Egypt’s Purchasing Managers’ Index (PMI) for the non-oil private sector sector fell to its lowest level in five months in October, S&P Global announced on Sunday.
Accordingly, Egypt’s PMI inched down from 48.7 in September to 47.9 in October, indicating a moderate deterioration in the activity of the non-oil private sector.
In its report on Egypt, S&P attributed this drop to the inflationary pressures that continued to affect demand conditions across the non-oil economy and drive weaker activity.
Moreover, the report said that companies made cuts to both staffing and inventories for the first time in three months, although expectations towards future activity improved.
Furthermore, supply-related challenges and the local currency weakness underlined another sharp increase in costs, albeit one that was much softer than the steep rates of inflation seen at the start of the year.
Since March 2022, Egypt has devalued its local currency three times against the US dollar, which allowed the Egyptian Pound to lose over 75% of its value. The local market is anticipating a fourth wave of local currency depreciation, as adopting a flexible exchange rate is a key Egyptian commitment under the country’s $3 billion loan deal with the International Monetary Fund.

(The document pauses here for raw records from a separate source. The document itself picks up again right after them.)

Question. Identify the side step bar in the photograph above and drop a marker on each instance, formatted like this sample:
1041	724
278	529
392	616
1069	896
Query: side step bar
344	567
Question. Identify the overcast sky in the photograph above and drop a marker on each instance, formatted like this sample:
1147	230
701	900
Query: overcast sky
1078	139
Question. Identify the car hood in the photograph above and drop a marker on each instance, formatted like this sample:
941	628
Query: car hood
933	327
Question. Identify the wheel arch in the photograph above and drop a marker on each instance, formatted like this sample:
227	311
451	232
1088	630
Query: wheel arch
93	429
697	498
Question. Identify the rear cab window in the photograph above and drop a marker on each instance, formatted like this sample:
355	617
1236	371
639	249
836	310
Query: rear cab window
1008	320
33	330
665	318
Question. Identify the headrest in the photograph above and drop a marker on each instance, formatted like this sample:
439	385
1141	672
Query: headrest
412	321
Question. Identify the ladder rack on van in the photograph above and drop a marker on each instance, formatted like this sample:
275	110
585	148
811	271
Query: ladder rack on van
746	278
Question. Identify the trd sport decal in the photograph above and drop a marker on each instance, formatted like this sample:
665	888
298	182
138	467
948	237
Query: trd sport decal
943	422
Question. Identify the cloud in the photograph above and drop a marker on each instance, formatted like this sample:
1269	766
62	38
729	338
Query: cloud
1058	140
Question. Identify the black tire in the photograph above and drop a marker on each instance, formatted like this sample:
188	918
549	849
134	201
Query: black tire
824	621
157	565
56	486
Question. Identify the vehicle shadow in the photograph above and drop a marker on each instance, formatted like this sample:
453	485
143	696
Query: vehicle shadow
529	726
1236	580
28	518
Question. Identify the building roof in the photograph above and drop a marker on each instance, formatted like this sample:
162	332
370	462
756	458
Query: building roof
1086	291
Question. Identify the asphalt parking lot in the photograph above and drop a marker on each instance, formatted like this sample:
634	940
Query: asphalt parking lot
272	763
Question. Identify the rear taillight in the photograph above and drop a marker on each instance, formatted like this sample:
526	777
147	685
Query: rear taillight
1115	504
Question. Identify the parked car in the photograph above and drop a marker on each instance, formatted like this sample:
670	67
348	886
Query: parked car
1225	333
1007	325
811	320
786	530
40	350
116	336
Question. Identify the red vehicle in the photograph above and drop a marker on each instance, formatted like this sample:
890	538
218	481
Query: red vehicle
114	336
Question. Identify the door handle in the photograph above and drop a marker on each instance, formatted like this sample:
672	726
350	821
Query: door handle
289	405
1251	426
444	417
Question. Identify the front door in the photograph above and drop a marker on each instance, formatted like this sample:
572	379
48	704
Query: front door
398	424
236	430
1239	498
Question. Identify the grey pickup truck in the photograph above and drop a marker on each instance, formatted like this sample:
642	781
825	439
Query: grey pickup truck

“The Egypt PMI pointed to the sharpest deterioration in non-oil business conditions for five months in October. A faster decline in new business volumes and sustained weakness in output were recorded as supply shortages and inflation continued to bite, leading companies to make their first reductions in staffing and stock levels since July,” said David Owen, senior economist at S&P Global Market Intelligence explained.
“However, despite sliding from the levels seen in the third quarter of the year, PMI remained above the readings taken at the start of the year when inflationary pressures on companies were even steeper,” Owen added.
He also noted that while cost pressures are still sharp, they have moderated somewhat throughout 2023, providing some respite to companies, adding that business confidence picked up in October to the highest level in the year-to-date, implying some optimism that output could improve over the coming 12 months.
The report said that non-oil companies in the Egyptian market experienced another sharp increase in input costs during October, mainly driven by rising material prices and currency weakness.
Additionally, supply shortages were a key factor behind price rises, whereas wage costs increased only modestly.
“That said, the rate of overall input price inflation softened slightly for the second month running. Subsequently, average prices charged by non-oil firms rose solidly in October, but to the least extent since July,” according to the report.
Conversely, the report highlighted that in October, expectations for activity in the upcoming year saw their most positive outlook of 2023, rebounding from record lows earlier in the year.
Accordingly, non-oil companies were moderately hopeful of a recovery in economic conditions,
with 13% of respondents to the report’s survey expecting economic growth for the next 12 months.
S&P Global downgraded Egypt’s long-term sovereign credit rating in local and foreign currencies to B- from B in October, changing the outlook to stable. It also revised down the long-term credit ratings for three Egyptian banks; including two major state-owned banks, to B- from B. The actions came against the backdrop of the severe US dollar shortage the local market is suffering.